NPO 032: Seeing Patients as Master Teachers (Shay Beider, Integrative Touch for Kids)


Today's Guest: Shay Beider
Shay has been a pioneer in the field of Integrative Medicine for the past 17 years. She is the founder and Executive Director for Integrative Touch for Kids (ITK), a non-profit organization whose purpose is to enhance well-being, minimize suffering and facilitate healing for children with special medical needs and their families. Shay is an expert in the field of pediatric massage therapy and has taught internationally. Shay is a frequent public speaker on wellness topics and has presented at numerous medical conferences. In 2003, Shay was awarded the Women’s Studies Achievement Award from UCLA.

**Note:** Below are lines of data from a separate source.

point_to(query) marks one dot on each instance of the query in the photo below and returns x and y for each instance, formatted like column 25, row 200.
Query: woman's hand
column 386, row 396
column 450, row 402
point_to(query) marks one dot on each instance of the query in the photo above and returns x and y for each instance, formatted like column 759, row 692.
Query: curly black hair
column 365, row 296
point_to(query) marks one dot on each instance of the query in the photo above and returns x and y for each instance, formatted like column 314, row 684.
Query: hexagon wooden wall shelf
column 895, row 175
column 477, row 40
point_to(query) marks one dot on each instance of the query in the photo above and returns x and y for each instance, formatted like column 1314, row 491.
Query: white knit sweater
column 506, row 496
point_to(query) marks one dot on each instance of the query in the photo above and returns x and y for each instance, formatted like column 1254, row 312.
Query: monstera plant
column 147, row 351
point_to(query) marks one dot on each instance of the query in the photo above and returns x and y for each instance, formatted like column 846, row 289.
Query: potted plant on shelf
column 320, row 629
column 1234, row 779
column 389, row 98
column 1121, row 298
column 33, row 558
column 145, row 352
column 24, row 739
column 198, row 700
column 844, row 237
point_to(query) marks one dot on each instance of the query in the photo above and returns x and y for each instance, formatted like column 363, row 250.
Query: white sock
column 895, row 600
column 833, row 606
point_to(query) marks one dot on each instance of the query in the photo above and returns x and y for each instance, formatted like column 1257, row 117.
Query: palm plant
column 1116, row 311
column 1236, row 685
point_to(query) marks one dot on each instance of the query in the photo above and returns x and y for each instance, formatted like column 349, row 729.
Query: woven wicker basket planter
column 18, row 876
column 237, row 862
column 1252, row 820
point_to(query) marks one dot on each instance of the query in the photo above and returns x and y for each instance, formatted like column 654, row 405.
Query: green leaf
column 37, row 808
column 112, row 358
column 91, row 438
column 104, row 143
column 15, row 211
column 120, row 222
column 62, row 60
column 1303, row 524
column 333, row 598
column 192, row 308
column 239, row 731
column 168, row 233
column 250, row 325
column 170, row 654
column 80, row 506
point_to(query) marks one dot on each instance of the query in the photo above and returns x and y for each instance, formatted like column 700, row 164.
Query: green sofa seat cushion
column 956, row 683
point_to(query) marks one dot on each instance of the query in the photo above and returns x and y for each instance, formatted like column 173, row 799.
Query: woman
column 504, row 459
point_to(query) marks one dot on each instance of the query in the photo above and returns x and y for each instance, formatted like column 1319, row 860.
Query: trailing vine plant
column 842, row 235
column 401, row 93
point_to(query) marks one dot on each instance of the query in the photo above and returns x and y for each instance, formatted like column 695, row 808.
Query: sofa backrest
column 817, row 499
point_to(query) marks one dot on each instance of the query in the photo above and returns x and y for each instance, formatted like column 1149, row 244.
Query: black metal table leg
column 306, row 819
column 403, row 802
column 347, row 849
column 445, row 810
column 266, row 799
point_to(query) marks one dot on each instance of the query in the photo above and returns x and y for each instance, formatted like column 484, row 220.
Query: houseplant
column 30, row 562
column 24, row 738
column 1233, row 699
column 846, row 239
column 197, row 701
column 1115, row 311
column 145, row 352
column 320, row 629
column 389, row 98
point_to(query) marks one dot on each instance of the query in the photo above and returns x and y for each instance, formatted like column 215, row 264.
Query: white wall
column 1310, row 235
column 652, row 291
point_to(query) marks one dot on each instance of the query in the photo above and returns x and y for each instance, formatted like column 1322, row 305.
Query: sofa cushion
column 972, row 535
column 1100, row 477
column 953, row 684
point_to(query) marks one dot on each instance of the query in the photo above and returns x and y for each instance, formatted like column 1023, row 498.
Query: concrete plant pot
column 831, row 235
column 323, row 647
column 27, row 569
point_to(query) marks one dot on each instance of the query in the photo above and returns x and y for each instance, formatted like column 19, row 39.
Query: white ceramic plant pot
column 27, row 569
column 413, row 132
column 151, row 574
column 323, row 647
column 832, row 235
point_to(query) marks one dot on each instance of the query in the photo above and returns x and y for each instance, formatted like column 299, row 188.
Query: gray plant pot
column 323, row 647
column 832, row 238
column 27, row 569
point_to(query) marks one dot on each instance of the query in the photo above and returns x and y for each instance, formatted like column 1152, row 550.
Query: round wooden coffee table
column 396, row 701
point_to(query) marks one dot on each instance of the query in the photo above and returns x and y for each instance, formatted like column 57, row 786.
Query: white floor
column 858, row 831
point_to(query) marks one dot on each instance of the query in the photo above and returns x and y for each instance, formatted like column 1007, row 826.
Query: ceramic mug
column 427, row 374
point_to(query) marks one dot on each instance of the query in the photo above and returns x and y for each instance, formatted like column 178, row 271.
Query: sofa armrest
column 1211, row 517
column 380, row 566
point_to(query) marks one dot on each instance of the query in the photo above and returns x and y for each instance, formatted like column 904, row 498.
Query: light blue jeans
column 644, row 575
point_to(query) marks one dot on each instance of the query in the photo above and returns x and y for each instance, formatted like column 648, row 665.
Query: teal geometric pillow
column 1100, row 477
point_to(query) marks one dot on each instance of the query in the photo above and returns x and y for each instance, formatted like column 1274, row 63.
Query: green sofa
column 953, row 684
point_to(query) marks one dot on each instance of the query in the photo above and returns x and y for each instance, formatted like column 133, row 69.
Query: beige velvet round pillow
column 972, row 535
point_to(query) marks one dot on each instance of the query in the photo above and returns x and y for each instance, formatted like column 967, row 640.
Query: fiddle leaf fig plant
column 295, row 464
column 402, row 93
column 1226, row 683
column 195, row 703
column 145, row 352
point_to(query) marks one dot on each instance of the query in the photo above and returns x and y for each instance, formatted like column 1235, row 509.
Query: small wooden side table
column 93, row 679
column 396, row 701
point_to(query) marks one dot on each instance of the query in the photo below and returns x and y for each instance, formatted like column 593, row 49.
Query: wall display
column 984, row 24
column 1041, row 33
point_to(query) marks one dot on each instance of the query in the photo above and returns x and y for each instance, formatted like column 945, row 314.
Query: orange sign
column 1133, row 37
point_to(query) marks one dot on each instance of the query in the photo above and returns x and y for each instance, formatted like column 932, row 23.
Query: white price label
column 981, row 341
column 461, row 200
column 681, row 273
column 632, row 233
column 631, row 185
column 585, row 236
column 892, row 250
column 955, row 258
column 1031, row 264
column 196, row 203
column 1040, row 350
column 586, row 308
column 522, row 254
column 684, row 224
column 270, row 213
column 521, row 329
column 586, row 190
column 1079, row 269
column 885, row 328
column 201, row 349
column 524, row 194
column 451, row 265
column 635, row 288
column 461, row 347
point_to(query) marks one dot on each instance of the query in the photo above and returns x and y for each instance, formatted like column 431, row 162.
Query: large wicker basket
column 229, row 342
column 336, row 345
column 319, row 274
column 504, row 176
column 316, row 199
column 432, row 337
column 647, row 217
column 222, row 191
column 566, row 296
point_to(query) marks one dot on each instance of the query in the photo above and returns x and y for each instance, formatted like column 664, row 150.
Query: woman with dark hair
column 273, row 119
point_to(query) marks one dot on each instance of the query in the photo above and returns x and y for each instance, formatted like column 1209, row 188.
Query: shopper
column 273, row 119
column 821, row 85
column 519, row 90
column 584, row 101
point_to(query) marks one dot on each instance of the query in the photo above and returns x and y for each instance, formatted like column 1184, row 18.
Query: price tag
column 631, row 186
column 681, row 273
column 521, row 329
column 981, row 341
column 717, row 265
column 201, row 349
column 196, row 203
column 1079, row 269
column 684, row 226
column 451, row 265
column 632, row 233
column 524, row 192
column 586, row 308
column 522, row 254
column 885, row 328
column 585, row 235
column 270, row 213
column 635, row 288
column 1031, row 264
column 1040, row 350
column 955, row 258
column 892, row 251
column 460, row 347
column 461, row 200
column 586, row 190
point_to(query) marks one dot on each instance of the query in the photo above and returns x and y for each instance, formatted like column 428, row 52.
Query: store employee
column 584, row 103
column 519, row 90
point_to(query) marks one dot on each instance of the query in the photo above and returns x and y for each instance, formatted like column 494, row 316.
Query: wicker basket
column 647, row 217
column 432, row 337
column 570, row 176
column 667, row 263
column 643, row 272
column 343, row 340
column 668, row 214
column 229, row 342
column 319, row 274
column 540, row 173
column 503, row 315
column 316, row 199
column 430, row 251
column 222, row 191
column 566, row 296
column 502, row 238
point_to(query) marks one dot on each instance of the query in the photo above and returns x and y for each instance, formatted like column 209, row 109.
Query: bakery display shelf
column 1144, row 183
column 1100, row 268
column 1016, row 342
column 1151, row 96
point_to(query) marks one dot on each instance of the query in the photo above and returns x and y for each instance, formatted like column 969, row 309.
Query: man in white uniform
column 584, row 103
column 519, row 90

Nonprofit Spotlight: Integrative Touch for Kids
Integrative Touch for Kids (ITK) is a nonprofit organization whose purpose is to enhance well being, minimize suffering and facilitate healing for children with chronic, acute and life limiting illness. They are committed to working directly with families and children with special needs, pediatric hospitals, hospices, and other organizations to provide healing services, consultation, education, program development and support. They work to educate integrative medicine practitioners and engage in scientific research to further the development of integrative medical services for vulnerable and under-served populations nationally and internationally.

Lessons Learned:
In our conversation, Shay shares so passionately about her work and told great stories. Some of the key lessons she has learned through her work with Integrative Touch for Kids are outlined below: 

  1. How to create a business model that works
    1. Developing an Earned Revenue model that allows for some costs to be covered by hospitals.
    2. This still allows for patients to access services for free, but also puts ITK in a place to create a sustainable and replicable program.
  2. Outcome data can be a powerful testimonial for why people should implement the program. In addition to health outcomes, ITK found that their support led to:
    1. patients needing less pain and anxiety medication
    2. patients getting discharged faster
    3. parents of patients were easier to work with.
  3. Volunteer support can make so much possible!
    1. ITK only has 3 full time employees and 2 part-time employees, but has 450-500 volunteers in order to accomplish their mission!
    2. Several committees are completely comprised of volunteers too.
    3. Volunteers are always potential donors and are great advocates for the organization to help you reach additional donors too!
  4. Media exposure-- ITK was featured for a PBS video! This brought national attention to their organization and brought a new level of credibility to their work.
    1. This came about through a volunteer recommending the org to PBS.
    2. Here is a link to that video:
  5. Seeing the patients as master teachers.
    1. Important lessons they've learned from patients:
      1. Addressing the whole family: We have to treat the whole family-- the child who is a patient is not the only one that needs attention.
      2. We have to recognize the social stigma and find ways to address it.
        1. This led them to create their Buddy Program, creating the social network to better support the patients.
        2. In creating the Buddy Program, they also inadvertently created what some parents have now called "the best compassion training" as these young children are gaining insight into how to better understand people who have different abilities than themselves.
    2.  Growth is only available when everyone is seen as equals-- from patients to care-givers. The best way to show this is to listen deeply.